Once the amendments get incorporated into the existing act post the approvals from the Rajya Sabha and the President in the upcoming winter session, ESCerts and renewable energy certificates will be merged into one single commodity that will be called carbon credits certificates.

Carbon credits form the backbone of greenhouse gas abatement efforts to achieve net zero emissions. A robust and effective carbon credits market would ma­ke it easier for companies to locate trustworthy sources of carbon credits, benefiting both buyers and sellers and ultimately, supporting the progress towards a low-carbon future. The carbon credits market is a valuable tool and a long-term solution for hard-to-abate emissions and sectors.

How­ev­er, there is a misconception am­o­ng the public that the proposed am­endments seek to completely ban the export of carbon credits from India to international markets. This is not true as it will not have any impact on the export of credits other than the proposed cap and trade national compliance carbon market targeted to India’s nationally determined contribution (NDC) commitment under the Paris Agreement, till India will be able to meet its NDC commitment of 45 per cent emissions intensity reduction of GDP by 2030, from the base year 2005. The present market, which is primarily a voluntary carbon market, doesn’t have any direct impact; on the contrary, it will encourage more participation from stakeholders as well as strengthen the voluntary markets too.

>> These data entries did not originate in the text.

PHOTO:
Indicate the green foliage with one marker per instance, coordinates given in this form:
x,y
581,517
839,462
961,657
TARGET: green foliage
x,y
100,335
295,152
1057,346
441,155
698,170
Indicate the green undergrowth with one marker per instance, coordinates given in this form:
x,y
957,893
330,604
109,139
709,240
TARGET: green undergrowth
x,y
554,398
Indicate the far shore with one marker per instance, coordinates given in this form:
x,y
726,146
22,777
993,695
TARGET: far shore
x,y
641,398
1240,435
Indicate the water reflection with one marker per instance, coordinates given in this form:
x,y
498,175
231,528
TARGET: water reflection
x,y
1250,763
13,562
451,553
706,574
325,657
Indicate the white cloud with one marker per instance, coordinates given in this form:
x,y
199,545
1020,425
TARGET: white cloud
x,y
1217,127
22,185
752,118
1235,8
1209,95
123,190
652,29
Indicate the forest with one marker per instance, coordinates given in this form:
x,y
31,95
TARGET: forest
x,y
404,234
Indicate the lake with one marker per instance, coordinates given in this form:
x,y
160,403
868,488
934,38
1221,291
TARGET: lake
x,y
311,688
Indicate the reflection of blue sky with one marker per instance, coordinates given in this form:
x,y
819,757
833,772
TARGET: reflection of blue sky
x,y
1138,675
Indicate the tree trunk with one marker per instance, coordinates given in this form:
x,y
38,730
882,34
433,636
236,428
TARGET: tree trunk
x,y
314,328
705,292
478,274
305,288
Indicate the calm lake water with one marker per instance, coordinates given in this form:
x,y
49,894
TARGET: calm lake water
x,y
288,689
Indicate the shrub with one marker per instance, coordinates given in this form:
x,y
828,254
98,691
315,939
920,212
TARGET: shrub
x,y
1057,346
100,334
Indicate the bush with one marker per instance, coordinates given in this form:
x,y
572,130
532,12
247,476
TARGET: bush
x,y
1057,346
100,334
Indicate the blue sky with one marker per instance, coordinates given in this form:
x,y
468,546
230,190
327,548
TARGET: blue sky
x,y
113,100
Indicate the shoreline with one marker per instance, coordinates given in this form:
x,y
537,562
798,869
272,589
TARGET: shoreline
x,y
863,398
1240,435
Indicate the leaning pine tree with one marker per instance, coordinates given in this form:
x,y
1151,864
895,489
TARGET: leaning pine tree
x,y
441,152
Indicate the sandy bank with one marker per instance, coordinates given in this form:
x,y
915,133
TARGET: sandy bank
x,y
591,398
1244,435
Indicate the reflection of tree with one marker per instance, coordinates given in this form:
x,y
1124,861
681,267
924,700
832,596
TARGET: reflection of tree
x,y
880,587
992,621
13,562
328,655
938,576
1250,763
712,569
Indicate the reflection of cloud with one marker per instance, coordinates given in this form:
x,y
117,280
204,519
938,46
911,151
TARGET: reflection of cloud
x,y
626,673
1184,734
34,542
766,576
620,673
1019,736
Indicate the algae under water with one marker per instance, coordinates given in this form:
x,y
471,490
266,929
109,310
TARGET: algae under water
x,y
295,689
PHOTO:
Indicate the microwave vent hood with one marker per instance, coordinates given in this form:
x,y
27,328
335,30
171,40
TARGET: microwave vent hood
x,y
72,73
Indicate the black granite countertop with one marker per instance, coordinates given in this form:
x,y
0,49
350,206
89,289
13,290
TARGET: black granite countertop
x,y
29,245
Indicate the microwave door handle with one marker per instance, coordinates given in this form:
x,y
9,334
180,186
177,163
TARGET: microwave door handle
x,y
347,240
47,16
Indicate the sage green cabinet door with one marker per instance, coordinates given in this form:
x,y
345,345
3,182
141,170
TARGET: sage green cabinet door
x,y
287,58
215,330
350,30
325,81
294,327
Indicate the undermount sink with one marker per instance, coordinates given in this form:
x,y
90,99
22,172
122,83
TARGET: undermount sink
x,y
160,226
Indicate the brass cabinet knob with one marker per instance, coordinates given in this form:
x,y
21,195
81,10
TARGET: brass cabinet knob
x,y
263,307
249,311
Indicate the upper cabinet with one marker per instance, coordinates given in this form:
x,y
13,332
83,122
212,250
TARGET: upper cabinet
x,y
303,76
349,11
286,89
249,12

A step closer to net zero by 2070

It’s great to see how India is inching closer to its climate goals and taking actions to fulfil its commitment to achieving net zero by 2070 and its fivefold strategy, Pa­nchamitra. As the world comes to­gether to stride faster towards restoring the planet, India is fast-tracking its journey too. The ongoing developments in India’s energy transition will strongly position the nation in the realm of global climate action.